Nicholas Watson in Prague -
Romanian exporters lost about 1bn in the first half of the year because of the strengthening of the local currency and few expect these businesses to get much respite for the rest of year. The outlook for 2008 is marginally better, however.
The country's Association of Exporters and Importers (ANEIR) said on July 11 that Romanian exporters lost 200m in June alone because of the strengthening of the leu, which has risen about 8% in value against the euro since the beginning of the year. ANEIR's chief, Mihai Ionescu, estimates that Romanian exporters lose 25m with each percentage point the Romanian leu appreciates against the major currencies.
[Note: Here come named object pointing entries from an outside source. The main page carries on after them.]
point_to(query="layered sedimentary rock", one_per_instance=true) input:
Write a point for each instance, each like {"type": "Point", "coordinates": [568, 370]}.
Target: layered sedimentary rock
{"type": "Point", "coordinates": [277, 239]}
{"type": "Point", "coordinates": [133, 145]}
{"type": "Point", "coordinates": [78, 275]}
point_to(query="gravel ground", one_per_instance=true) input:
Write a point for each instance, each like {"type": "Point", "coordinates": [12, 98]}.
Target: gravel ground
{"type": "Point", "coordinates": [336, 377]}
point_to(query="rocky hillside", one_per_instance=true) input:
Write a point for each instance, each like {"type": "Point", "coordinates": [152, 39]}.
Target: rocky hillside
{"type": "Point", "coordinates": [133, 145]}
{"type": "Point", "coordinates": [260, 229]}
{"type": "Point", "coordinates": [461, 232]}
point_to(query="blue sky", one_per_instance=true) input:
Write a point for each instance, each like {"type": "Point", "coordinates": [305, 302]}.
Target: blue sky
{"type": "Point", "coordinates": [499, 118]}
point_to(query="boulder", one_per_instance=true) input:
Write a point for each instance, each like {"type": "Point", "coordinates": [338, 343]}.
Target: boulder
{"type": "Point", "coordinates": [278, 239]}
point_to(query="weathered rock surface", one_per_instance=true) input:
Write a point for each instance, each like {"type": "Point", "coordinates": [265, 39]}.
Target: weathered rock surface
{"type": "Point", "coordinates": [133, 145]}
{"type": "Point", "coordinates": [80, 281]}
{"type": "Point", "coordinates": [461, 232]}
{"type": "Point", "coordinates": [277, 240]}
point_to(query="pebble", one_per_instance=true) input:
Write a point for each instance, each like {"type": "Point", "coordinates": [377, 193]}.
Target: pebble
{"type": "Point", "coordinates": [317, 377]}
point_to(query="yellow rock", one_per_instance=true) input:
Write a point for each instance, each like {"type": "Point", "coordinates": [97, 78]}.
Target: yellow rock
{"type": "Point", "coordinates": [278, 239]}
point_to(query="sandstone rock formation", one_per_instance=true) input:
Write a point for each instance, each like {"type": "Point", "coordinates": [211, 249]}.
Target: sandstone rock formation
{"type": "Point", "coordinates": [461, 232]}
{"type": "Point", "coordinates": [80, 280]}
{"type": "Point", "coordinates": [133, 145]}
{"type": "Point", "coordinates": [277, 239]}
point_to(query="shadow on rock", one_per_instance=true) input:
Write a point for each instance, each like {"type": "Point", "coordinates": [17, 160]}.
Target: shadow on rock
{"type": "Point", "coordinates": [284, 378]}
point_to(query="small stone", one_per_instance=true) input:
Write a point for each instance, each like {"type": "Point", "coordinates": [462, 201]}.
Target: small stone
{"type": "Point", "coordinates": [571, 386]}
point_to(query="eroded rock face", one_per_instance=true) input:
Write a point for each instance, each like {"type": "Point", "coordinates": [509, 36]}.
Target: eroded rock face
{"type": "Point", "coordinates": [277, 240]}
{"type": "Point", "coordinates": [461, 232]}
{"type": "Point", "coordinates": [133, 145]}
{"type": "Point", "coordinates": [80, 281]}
The inevitable result, says Ionescu, will be a considerable number of bankruptcies in the second half of this year, as exporters bear the brunt of the cost of the higher currency both in terms of lower revenues and lost orders. The central bank and the finance ministry, therefore, should take steps to slow the strengthening of the leu, he argues.
This call was backed by Ioan Cezar Coraci, president of the General Union of Romanian Industrialists 1903 (UGIR-1903), who warned that the country's economic growth was threatened by the costs incurred by the higher leu.
Happily for the exporters the central bank has obliged, causing the leu to stabilise around the 3.1000 level against the euro by mid-July. However, because of the nature of the factors behind the leu's appreciation, few expect the currency to return to the previous level of 3.4000 seen at the start of the year.
The leu's initial appreciation at the start of year was put down to the country joining the EU in January and the generally positive feeling towards the Romanian economy given its robust GDP growth and high productivity gains. These attributes attracted massive inflows onto a relatively thin local market.
Indeed, Romania's current-account deficit for January-May more than doubled form the year before to 5.94bn, driven by the surging domestic demand and the stronger currency. And on July 18, a survey by Eurostat ranked Romania second in the EU by growth in imports, after neighbour and fellow EU newcomer Bulgaria. Romania's imports rose 31% from January to April, while Bulgaria's imports rose 48%, Eurostat said. Romania had in the first four months of the year imports worth 15.1bn, putting the country 18th in terms of value. New passenger car sales in June increased by almost 25% from the year before.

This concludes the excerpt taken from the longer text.